20:36:00<igelritte>interesting
20:37:00<igelritte>very interesting
20:37:00<DFJustin>the main impetus is that it's a requirement for wayback to integrate the data (proper timestamps are a necessity, for example)
20:37:00<igelritte>Okay, I can see what you're saying
20:38:00<DFJustin>everyone grabbed geocities kind of higgledy-piggledy and it's hard to pin down the dates for anything because of filesystems, time zones, modification time vs download time etc
20:39:00<DFJustin>so the later projects have been standardized on warc
20:39:00<igelritte>The Geocities project was quite an accomplishment
20:41:00<DFJustin>warc is big with the pointy-headed academic world because of formal documentation etc. so that gives us an in with that crowd too
20:41:00<DFJustin>unfortunately the end user tools for it are not great yet
20:43:00<igelritte>I loved Jason's picture of the datacenter where the nine terabytes where housed.
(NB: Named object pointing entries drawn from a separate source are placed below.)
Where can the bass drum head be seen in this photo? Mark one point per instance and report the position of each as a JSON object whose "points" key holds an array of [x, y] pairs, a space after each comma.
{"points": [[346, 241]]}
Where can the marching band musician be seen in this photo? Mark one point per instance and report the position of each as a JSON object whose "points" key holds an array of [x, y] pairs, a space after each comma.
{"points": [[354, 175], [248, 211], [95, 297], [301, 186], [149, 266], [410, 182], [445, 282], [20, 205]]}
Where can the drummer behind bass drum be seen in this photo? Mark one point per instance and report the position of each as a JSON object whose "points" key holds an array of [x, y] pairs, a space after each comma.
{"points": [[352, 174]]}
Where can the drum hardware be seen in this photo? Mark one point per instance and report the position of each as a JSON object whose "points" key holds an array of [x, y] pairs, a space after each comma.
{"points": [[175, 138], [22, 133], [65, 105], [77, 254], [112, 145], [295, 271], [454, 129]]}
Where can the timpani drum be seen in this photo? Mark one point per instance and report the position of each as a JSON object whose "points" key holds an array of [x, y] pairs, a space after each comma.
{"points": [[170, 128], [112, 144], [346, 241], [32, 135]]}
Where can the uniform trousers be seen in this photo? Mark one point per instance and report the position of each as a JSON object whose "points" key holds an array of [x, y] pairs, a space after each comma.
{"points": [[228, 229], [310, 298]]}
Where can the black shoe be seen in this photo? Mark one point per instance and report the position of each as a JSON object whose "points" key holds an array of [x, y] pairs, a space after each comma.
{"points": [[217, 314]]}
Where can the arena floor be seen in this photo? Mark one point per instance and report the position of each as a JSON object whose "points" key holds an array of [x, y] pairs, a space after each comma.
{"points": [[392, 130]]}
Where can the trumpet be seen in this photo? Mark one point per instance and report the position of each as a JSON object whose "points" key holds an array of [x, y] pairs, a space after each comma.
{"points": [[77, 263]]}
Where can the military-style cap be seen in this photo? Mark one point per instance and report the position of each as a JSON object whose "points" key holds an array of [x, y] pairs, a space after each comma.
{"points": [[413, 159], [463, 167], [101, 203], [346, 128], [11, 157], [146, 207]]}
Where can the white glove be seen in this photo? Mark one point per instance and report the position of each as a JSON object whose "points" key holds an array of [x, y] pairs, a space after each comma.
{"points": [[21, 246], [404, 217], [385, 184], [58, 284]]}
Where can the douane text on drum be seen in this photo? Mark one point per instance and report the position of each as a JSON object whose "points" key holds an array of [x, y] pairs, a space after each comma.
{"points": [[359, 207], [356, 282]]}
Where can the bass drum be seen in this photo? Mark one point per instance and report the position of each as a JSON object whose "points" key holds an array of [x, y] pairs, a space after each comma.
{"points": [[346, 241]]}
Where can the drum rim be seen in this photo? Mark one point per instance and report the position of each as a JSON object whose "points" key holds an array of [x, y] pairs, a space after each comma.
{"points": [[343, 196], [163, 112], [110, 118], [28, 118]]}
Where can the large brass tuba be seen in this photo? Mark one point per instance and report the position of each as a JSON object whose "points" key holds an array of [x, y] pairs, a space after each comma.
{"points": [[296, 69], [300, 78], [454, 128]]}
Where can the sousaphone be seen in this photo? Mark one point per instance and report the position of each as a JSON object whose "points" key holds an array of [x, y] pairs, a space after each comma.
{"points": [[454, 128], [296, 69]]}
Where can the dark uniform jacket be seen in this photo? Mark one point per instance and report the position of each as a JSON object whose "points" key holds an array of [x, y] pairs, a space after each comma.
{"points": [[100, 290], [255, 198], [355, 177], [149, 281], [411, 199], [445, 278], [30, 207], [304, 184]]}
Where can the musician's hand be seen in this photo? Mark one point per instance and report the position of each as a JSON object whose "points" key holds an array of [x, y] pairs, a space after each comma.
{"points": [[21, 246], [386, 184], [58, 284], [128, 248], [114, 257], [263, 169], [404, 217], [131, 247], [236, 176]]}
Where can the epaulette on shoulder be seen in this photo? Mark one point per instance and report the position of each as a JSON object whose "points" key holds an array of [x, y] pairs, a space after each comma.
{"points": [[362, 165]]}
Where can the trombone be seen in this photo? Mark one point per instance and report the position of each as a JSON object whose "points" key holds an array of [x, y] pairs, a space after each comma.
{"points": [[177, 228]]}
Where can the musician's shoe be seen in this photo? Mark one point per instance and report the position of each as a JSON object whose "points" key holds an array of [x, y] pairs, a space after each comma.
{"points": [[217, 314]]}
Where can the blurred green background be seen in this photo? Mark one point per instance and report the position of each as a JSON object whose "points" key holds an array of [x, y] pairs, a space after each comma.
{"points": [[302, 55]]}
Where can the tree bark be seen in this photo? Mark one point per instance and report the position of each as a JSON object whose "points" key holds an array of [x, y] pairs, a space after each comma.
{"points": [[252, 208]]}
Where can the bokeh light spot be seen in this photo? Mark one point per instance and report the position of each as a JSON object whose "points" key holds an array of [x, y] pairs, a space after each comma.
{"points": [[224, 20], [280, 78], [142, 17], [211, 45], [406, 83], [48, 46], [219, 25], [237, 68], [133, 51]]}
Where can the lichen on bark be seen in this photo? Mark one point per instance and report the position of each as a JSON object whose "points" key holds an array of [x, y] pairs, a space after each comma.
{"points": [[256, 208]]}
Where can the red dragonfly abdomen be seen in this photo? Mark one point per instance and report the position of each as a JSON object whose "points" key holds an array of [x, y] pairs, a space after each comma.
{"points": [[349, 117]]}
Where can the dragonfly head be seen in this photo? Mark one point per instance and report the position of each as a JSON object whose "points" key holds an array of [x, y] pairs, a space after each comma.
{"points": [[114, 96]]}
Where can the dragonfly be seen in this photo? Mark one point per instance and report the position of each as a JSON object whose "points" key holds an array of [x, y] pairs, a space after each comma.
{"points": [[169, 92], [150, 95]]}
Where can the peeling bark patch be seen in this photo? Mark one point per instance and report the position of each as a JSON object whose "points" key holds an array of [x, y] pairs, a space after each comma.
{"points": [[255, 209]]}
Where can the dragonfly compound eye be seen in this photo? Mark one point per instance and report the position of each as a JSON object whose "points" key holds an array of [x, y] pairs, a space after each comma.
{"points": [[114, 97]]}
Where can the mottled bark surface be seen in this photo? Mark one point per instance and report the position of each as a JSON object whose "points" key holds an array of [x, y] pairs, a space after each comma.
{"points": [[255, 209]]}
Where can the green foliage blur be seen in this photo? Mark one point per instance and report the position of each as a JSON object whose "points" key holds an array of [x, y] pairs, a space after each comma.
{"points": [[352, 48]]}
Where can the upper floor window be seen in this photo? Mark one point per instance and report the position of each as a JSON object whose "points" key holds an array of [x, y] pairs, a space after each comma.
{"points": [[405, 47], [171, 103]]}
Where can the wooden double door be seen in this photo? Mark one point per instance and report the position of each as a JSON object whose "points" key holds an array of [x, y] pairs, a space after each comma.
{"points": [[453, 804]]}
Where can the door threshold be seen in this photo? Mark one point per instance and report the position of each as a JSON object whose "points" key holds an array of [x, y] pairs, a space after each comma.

It reminded me of this scene from 'Connections'--that interesting spin on discovery and invention that came out in the 70's by James Burke--where he holds up an old tape cartridge and expounds: "this device holds one million characters," in that tone of voice like the audience is supposed to piss themselves in amazement. You then do the math and realize that
20:43:00<joepie91>DFJustin: is there a format specification for warc?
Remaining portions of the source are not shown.